Teen earthquake survivor ‘hanging in there’

Nick Dillon said he is “hanging in there” after a nine-hour surgery for injuries to his pelvis that he suffered during Sunday’s earthquake in Napa.

Dillon, 13, who is being treated at UC Davis Children’s Hospital in Sacramento, was hit in the back by bricks from the family’s chimney.

“I’m still a little scared,” he said. “I really don’t know what to expect. Either way, I’m going to stay on top of things.”

Dillon said he remembers the entire morning of the earthquake.

“I don’t want to remember what happened, but at the same time it’s going to be with me for the rest of my life,” he said. “I can’t change it.”

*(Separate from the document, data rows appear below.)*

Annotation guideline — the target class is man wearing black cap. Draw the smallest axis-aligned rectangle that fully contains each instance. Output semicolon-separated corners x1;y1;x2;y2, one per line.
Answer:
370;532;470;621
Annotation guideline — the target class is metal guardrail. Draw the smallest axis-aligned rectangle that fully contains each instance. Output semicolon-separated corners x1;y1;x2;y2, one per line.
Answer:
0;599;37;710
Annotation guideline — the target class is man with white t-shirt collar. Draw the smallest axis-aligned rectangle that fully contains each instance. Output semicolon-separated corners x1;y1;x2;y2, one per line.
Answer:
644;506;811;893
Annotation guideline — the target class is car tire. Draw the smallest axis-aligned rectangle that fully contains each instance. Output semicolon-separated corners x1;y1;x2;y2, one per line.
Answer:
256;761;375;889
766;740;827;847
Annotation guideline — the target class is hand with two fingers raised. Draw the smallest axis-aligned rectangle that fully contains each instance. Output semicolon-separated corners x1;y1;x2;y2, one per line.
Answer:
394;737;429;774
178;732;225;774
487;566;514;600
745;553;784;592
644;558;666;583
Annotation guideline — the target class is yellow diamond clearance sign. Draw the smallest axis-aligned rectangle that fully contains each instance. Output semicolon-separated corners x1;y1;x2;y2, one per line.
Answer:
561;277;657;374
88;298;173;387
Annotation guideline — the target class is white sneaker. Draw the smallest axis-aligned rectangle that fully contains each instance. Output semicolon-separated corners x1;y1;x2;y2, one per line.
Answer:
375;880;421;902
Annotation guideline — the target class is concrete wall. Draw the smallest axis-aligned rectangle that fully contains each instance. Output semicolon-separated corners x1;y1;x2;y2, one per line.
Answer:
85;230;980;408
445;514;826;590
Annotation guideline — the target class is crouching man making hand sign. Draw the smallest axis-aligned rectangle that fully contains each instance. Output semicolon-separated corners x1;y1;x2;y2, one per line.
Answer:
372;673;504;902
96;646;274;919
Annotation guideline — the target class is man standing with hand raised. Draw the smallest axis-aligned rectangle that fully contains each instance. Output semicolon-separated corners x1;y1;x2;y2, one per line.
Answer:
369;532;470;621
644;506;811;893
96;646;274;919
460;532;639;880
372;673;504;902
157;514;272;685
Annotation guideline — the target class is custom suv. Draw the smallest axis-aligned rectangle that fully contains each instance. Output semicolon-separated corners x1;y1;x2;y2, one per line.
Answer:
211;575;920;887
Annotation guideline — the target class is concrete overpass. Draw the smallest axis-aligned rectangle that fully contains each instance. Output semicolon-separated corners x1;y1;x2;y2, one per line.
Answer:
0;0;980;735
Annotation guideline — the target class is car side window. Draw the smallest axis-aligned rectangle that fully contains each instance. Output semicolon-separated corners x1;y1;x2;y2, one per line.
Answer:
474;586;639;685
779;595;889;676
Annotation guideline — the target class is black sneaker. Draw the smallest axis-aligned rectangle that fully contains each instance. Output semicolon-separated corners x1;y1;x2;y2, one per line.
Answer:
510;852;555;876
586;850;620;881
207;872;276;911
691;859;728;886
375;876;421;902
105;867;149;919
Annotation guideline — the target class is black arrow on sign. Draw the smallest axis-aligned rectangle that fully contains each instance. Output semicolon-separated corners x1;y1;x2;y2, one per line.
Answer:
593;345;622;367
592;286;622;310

The high school freshman had a schoolmate over for a sleepover. The boys were sleeping in the living room, with Dillon’s mattress near the chimney. Dillon said he woke up to the first jolt of the 6.0 earthquake that struck about 3:20 a.m. Sunday.

He yelled his friend’s name, woke him and directed him to safety. The chimney toppled on Dillon seconds later.

“I started crawling to get to the door, and as soon as I put my right knee on the floor the chimney collapsed on my back,” Dillon said. “Then I stumbled a little forward on the floor and I was laying there during the earthquake, and I was screaming for my mom and she fell twice trying to get to me.”

Dillon said he was unable to walk after being struck by bricks, and crawled away from the chimney.

“I thought I was paralyzed – I couldn’t feel my legs, I couldn’t feel my back,” said Dillon, who is expected to be in a wheelchair for about five to six months.

He had an initial moment of panic, but tried to stay positive as he waited for paramedics.

He enjoyed the view from the helicopter that transported him from Queen of the Valley Medical Center in Napa to the UC Davis Children’s Hospital.

“It was calm. I was expecting it to hurt a lot, but it was awesome. I liked it,” Dillon said about the trip.

He considers himself lucky to be alive, as his head was directly under the chimney while he was sleeping, before the shakes from the early morning earthquake startled him awake.

“If I hadn’t moved, I’m telling you, I shouldn’t be here right now,” Dillon said. “I should be dead.”

Dillon is grateful for the support from his family, friends and the emergency responders who saved his life.

“I can’t describe how thankful I am,” Dillon said. “I was in tears last night, a little bit, looking at the news and stuff.”

He wants to remind Napa residents that it can “get through this together as a community” and that he will push through this setback.

“I’m going to be fine,” Dillon said. “It’s going to hurt. The recovery is going be a long recovery, but I’m going to be OK.”